After a long pause, Berkeley students have returned to San Quentin to teach incarcerated students to read, write and solve math problems, working side-by-side with the assistance of San Quentin instructors.
Spring of 2023 marks the return of the Teach in Prison program, which the pandemic had shut down in 2020. TIP has brought hope to many incarcerated students who feel helpless in their journeys at the desks of a classroom.
“I decided to work at San Quentin because a lot of times incarcerated students are ostracized and left out of conversations surrounding education, even though they also deserve equal access to education,” said Sarai, a tutor and Berkeley student. Sarai said she believes that stakes seem higher for incarcerated students whose performance on tests and in school can drastically affect their entire experience inside the prison.
According to San Quentin’s education department, TIP began in 2000 at UC Berkeley in cooperation with the San Quentin warden’s office and the Robert E. Burton Adult School. As a “Democratic Education at Cal” program, TIP belongs to a “collective of student-run courses at UC Berkeley where students create and facilitate classes on a variety of subjects, many of which are not addressed in the traditional curriculum,” a school statement said.
The program has changed the lives of many incarcerated students who struggle academically. It has helped some students whose hearing impairments have affected their communication skills. The program has also helped students with language barriers.
Tutors like Vanessa acknowledge that the experience of tutoring incarcerated students has helped her in expanding her vocabulary in Spanish and American Sign Language. “In any tutoring session, I am there to provide some academic knowledge,” she said. “When tutoring incarcerated people, I know they will often have more to teach me about life than I could teach them about academia.”
Chris Ying now works as an officially assigned facilitator of TIP at San Quentin. He said that the program teaches him patience, especially in the presence of language barriers. It also teaches him humility by recognizing his privilege as a Berkeley student; and finally, it teaches him empathy by showing him firsthand the incarcerated students working at self-improvement.
“I learned to read better and understand academic language better,” said Juan Camargo, a San Quentin resident and student. “Being tutored gives me the confidence to explore the assignments at hand.”
For many incarcerated students who never had the chance to attend grade school in their homeland, the anxiety and fear of failure increases if they do not understand English. According to incarcerated student Moises Simon Ramirez, the Berkeley tutors have taught him to pronounce words properly, to spell and to read aloud in a class setting. Prior to TIP, he could not imagine doing any of this.

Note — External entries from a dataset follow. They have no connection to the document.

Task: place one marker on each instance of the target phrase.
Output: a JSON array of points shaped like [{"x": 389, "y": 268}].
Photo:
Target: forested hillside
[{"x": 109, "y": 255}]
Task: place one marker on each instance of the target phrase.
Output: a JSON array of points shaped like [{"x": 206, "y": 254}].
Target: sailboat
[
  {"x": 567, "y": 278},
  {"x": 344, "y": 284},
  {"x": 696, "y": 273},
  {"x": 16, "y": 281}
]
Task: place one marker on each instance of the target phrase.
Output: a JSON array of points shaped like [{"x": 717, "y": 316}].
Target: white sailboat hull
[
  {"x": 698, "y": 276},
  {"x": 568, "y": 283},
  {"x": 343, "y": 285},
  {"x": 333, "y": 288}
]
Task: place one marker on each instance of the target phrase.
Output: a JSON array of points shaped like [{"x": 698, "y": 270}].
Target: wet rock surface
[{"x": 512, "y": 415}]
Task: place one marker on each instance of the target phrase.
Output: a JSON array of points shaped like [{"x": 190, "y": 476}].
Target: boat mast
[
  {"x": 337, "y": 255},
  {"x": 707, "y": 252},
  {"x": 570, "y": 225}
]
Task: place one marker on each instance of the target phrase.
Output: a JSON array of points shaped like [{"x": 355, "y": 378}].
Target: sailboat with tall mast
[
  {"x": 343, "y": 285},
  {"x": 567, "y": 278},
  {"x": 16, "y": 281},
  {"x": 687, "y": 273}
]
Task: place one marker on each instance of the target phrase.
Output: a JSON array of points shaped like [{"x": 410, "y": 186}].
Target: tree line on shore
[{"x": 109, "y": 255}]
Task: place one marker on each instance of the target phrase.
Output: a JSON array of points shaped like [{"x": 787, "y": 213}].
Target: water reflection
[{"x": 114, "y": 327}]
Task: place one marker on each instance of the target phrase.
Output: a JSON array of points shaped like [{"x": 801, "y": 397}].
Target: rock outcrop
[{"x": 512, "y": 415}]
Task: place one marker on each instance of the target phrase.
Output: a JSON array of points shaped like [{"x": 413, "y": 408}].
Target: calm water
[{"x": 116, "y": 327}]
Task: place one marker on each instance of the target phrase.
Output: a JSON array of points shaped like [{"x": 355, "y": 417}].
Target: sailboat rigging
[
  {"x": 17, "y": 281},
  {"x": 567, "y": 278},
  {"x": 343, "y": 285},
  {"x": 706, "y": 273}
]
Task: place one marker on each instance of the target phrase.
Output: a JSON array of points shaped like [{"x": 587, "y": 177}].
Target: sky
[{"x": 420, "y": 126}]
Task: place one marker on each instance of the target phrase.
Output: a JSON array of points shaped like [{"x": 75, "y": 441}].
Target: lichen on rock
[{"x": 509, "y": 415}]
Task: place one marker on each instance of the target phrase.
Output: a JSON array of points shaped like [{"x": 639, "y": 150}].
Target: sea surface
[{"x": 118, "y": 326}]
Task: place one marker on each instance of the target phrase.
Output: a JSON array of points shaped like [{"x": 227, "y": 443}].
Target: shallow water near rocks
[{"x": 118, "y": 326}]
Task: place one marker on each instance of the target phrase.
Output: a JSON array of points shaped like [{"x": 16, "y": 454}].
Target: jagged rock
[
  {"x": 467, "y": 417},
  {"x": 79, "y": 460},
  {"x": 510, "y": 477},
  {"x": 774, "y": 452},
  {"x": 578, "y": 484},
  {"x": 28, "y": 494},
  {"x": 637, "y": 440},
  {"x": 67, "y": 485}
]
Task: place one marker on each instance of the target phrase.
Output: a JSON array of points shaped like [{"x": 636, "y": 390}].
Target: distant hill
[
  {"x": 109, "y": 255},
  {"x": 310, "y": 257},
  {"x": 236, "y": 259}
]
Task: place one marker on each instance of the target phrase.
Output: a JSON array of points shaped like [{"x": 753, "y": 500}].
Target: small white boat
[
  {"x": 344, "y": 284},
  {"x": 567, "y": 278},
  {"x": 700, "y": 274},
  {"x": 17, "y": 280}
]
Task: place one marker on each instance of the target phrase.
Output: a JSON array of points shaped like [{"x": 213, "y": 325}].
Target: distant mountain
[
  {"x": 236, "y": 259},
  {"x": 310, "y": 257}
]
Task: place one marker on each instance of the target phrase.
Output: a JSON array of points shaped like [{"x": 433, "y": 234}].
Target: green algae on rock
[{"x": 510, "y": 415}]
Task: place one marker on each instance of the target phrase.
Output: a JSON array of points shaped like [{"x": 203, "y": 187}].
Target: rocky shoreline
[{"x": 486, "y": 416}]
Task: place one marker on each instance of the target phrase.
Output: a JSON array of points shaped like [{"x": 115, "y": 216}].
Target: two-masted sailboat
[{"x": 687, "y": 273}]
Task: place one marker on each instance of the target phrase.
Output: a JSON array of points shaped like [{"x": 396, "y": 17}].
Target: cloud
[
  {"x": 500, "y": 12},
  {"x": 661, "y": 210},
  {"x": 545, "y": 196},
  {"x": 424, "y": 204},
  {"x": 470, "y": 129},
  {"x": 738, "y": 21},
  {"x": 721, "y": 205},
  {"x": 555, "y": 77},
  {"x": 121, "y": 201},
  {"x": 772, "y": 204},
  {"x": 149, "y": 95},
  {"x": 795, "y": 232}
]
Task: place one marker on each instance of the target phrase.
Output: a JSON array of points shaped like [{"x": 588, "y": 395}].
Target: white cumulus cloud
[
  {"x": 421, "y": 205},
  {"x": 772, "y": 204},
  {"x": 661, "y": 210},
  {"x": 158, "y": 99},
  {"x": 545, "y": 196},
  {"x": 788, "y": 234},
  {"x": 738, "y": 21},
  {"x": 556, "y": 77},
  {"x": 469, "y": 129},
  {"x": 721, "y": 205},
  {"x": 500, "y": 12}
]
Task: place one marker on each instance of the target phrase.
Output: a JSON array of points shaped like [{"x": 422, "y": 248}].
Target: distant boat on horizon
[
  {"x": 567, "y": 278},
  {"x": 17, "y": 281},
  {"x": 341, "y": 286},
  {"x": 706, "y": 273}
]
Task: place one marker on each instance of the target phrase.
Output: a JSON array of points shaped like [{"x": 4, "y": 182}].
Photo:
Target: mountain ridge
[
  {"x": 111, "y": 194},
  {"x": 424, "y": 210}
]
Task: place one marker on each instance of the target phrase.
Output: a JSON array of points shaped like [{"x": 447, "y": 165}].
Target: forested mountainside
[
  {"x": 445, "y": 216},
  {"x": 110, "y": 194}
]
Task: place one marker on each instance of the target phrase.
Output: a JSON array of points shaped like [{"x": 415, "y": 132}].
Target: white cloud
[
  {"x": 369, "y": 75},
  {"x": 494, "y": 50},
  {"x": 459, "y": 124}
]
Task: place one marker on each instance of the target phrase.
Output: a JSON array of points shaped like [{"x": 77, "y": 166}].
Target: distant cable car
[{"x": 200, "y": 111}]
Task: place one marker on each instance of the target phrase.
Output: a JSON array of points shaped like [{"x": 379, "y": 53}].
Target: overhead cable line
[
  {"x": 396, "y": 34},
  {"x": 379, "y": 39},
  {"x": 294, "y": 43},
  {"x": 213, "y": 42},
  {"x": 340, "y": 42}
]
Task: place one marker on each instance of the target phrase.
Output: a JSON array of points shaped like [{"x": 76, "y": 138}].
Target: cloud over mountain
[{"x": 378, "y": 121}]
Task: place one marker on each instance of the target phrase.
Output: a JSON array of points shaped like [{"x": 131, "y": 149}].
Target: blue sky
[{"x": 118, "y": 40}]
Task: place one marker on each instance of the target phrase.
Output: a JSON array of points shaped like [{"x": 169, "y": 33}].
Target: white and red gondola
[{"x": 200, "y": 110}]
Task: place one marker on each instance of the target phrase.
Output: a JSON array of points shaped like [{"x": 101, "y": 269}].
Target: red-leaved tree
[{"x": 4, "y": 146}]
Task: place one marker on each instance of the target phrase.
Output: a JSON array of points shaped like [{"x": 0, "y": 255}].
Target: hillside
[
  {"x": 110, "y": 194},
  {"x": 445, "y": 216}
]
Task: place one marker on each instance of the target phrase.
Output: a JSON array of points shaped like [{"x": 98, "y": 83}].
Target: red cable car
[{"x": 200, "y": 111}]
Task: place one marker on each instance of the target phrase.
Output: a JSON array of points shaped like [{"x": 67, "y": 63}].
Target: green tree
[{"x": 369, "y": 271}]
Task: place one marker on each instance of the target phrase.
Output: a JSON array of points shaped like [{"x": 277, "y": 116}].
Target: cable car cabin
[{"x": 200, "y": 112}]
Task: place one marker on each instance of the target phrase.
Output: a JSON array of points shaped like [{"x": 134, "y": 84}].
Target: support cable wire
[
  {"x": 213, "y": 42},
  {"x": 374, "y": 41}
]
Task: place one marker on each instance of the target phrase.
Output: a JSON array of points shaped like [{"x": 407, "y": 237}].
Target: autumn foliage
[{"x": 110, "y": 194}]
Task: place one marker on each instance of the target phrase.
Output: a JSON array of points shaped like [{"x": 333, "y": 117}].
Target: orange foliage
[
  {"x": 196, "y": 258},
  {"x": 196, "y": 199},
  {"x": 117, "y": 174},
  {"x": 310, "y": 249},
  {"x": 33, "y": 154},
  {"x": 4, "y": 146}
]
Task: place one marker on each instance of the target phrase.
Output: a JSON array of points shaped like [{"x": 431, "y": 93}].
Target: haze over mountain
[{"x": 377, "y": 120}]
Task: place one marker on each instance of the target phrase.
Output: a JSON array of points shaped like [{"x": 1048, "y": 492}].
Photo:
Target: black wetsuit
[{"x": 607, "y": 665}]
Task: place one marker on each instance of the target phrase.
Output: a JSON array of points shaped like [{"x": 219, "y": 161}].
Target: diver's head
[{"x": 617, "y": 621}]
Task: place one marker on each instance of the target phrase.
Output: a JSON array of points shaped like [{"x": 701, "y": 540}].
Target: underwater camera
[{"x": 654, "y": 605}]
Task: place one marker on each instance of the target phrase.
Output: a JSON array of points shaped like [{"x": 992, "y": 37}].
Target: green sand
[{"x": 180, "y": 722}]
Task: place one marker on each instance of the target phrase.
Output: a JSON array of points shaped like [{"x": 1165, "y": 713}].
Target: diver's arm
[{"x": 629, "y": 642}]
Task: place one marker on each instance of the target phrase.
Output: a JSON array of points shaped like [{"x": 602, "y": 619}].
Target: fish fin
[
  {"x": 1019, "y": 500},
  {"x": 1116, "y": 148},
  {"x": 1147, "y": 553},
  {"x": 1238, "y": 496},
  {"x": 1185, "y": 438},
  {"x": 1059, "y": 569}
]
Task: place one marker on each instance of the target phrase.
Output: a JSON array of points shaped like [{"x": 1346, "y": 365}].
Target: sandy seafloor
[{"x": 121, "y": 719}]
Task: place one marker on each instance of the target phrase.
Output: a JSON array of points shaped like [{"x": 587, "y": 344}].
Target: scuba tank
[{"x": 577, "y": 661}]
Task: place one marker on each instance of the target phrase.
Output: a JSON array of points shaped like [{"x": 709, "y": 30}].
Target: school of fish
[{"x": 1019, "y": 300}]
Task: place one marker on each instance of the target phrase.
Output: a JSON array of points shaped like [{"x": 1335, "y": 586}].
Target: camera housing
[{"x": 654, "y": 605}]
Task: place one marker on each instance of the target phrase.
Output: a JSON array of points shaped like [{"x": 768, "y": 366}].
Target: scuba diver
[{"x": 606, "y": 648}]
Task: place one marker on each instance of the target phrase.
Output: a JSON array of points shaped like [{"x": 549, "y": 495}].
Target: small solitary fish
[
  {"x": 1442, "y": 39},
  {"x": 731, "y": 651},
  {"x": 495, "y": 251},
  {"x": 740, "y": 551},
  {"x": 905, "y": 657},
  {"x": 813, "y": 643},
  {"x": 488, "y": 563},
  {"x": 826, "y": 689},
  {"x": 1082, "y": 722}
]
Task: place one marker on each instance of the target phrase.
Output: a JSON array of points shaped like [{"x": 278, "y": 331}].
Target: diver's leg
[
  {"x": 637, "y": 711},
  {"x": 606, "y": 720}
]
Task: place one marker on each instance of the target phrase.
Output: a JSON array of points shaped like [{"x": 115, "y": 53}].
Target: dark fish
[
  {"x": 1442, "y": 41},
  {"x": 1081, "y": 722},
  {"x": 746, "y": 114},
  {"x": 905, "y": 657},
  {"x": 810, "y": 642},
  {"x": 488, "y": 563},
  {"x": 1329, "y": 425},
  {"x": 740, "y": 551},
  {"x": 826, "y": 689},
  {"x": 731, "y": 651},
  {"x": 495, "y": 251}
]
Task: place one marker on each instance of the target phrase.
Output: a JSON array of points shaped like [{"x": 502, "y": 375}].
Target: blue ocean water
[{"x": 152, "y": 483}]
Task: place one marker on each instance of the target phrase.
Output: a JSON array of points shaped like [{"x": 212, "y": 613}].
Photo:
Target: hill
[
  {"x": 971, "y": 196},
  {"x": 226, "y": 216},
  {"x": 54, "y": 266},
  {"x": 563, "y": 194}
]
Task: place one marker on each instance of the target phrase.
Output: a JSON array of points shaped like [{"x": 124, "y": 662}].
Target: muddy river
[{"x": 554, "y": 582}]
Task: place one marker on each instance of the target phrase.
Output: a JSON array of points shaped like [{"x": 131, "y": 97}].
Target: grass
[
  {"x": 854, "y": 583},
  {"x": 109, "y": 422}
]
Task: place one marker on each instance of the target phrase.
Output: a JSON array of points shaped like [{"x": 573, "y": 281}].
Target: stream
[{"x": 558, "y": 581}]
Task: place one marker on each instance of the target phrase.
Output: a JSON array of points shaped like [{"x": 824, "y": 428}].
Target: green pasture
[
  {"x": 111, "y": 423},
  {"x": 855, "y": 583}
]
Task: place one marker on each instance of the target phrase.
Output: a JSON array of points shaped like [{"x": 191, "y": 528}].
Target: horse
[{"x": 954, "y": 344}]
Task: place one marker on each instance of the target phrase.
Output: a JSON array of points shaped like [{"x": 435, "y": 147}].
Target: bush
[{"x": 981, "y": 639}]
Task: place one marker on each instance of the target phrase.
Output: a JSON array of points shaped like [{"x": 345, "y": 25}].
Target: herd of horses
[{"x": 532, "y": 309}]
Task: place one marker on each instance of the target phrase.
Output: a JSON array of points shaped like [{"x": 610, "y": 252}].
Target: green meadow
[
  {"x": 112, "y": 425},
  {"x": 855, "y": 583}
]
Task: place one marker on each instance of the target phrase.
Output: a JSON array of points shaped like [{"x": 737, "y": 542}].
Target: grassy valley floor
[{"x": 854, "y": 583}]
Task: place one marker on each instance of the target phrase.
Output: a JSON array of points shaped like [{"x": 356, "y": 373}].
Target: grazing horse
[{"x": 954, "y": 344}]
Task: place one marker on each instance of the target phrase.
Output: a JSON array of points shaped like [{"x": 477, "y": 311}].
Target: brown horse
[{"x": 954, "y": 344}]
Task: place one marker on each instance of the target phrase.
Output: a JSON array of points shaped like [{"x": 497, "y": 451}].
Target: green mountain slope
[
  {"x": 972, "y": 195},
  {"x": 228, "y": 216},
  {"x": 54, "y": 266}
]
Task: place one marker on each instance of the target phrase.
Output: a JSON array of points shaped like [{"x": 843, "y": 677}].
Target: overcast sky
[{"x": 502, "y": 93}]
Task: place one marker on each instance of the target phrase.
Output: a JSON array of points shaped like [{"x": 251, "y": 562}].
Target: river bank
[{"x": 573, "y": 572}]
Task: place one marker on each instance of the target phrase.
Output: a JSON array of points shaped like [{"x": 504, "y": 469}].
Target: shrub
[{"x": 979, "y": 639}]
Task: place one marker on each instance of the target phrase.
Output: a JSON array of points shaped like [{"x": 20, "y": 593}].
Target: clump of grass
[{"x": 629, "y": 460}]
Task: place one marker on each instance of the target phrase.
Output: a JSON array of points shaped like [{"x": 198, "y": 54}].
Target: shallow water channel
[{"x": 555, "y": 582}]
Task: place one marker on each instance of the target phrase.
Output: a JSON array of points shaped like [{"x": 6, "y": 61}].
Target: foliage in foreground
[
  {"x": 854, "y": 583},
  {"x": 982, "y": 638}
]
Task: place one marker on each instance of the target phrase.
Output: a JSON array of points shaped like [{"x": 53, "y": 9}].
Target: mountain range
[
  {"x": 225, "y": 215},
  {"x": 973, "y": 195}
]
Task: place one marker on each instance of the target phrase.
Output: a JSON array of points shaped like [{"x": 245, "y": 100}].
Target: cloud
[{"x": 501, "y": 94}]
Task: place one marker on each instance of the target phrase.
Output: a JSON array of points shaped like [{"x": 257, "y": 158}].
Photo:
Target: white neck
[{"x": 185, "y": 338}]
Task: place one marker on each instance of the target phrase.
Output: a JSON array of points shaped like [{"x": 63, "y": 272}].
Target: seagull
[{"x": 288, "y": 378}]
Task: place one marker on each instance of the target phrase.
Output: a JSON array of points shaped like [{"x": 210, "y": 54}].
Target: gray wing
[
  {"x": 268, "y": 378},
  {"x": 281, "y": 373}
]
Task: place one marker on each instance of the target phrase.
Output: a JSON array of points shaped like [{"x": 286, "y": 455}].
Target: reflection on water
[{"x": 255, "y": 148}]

San Quentin teacher A. Stanciu said that not all of her students have reached the same level and many of them need extra support to build their confidence. Stanciu, who grew up in Romania, understands the plight of non-native English speakers. She appreciates the presence of the Berkeley tutors.
“I have definitely noticed improvement, especially an increase in self-confidence when interacting during class,” said Stanciu. “Many students are English learners who are terrified of making mistakes when speaking in front of others. Interacting with the tutors has increased my students’ language production, the use of correct grammar and increased academic vocabulary.”
According to Robert E. Burton Adult School Principal M. Wheeless, the next cycle of tutoring will commence in early September. Wheeless said that the program has the goal “to provide opportunities for the students to interact with members of the outside community in a pro-social manner to facilitate teaching and learning in our academic classrooms.”
During the spring, TIP had approximately 30 Berkeley students participating. The program expects to increase that number to 40 in September.
Tutors like Jacob recognize the many challenges that language barriers impose upon non-English speakers in classrooms. “It is not so much that people are difficult to teach, but the curriculum is not delivered with the students in mind. It’s not that the students are illiterate or can’t comprehend, it’s just that they don’t speak English,” said Jacob.
Jacob explained that one of the biggest differences between teaching incarcerated students and non-incarcerated students is that tutors keep their guard up and “don’t get overly familiar.” A fear of getting the student or the program into trouble — from something as little as getting to know the person they are tutoring — makes teaching unnecessarily stressful, he said.
TIP has not only changed the lives of the incarcerated students, but also of the incarcerated teacher’s assistants — incarcerated persons who work side by side with students and instructors.
“Nothing is as important as one’s education,” said Ethan “Dutch” Taylor, a San Quentin resident and teacher’s assistant. “For the vast majority of those incarcerated, acquiring an education is critical to their future success — or at least their future decisions will be informed ones, and they will be stripped of the crutch of ignorance.”